Both are presented in a chapter entitled ‘Legatum’ or Legacy. This is because the two campaigns in Weird Wars Rome are linked. Not in terms of plot, campaign, or foe, but in terms of generation. The idea is that whilst one set of characters fight one Plot Point Campaign, it is their descendants that fight the next and their descendants that fight the next, and so on and so on… Each descendant will benefit from a legacy of of his forebear’s campaigns, sometimes a curse, at other times great status and knowledge. Now this can only be done the once with the two Plot Point Campaigns given in Weird Wars Rome, but the supplement also includes descriptions of several other wars that the War Master could develop into campaigns of his own. Some of these, such as the wars to conquer Britannia could be run using the same characters, slipping campaign interludes between the military ventures, but others are far enough apart to run as part of a generational campaign. The description of each war includes a ‘sub rosa’ section detailing the dark means by which the enemies of Rome will turn to drive out the imperial forces. The War Leader will need to take note of both the ordinary and outré aspects of each war in order to develop it into a campaign of his own.

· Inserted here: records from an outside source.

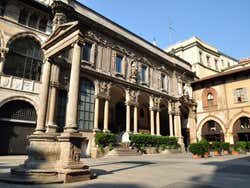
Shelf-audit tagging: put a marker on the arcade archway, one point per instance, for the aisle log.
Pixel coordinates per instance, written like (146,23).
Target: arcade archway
(17,121)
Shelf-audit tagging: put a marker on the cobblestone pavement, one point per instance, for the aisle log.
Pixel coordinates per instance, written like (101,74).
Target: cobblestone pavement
(168,171)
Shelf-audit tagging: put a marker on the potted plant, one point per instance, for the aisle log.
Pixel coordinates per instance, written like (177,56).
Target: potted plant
(216,147)
(225,148)
(241,147)
(205,146)
(233,149)
(196,149)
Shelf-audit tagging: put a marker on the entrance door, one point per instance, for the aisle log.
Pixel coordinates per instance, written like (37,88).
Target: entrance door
(17,121)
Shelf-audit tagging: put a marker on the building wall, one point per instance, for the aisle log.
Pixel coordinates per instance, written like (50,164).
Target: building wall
(226,111)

The bulk of Weird Wars Rome is devoted to Rome, its history and empire, and its conduct of war. It includes a gazetteer of the empire, though the latter is understandably broad given the space restriction and the great swathes of territory it has to cover. Rounding out the supplement is bestiary of Rome’s allies and enemies. The range of monsters suffers from the same problem as the gazetteer, having too much territory and too many creatures to cover effectively.   

Physically, Weird Wars Rome is a slim, ninety-six page, full colour book. Some of the artwork is excellent, but much of it is too cartoon-like and at odds with the grim nature of the better pieces. Whilst the book does pack in a great deal of information, it does not need another edit in places. In particular this is one book where you do need to know how to use the term ‘decimate’ in the correct sense. Especially if it is defined correctly at the beginning of the book. 

There are a number of odder problems inherent to Weird Wars Rome. Most of the time the player characters are going to be very similar, more so if all playing legionaries. There is room to play different types of characters once the player characters become involved with the Twilight Legion, but even so, the supplement only offers a limited number of character types and further, by modern standards, the supplement offers little in the way of female characters. Again, this may become possible when the characters become involved in the affairs of the Twilight Legion, but again, the War Master will have to work to make this possible. Further, it offers little in the way of civilian characters or civilian-based campaigns, but this is by design. All of these issues deserve to be addressed in a companion. Another issue is the lack of monsters—not that there none, but rather there are not enough and perhaps more could have been done to associate them with particular territories and wars, in particular they tend towards pulp archetypes rather than the creatures of myth and legend.

One interesting aspect of Weird Wars Rome is the place in it puts the players. ‘Rome’s Nightmare’ is a defensive action, but because ‘Mountains of Blood’ is an offensive action, it places the player characters in the role of the invaders, literally the 'faceless' forces of Imperialism, stamping the authority of Rome on another country. This is a role that they will take again and again, especially if several of the other wars given in the supplement are played through. The characters are in many cases the oppressors. How happy the players are will vary from one group to another...

Perhaps too succinct in places, there is, nevertheless, much to be made of the contents of Weird Wars Rome, though a companion volume would be more than welcome. Despite its limitations—many of them self-imposed—Weird Wars Rome is a solid treatment of its subject matter, supported by two decent campaigns and the means to create more.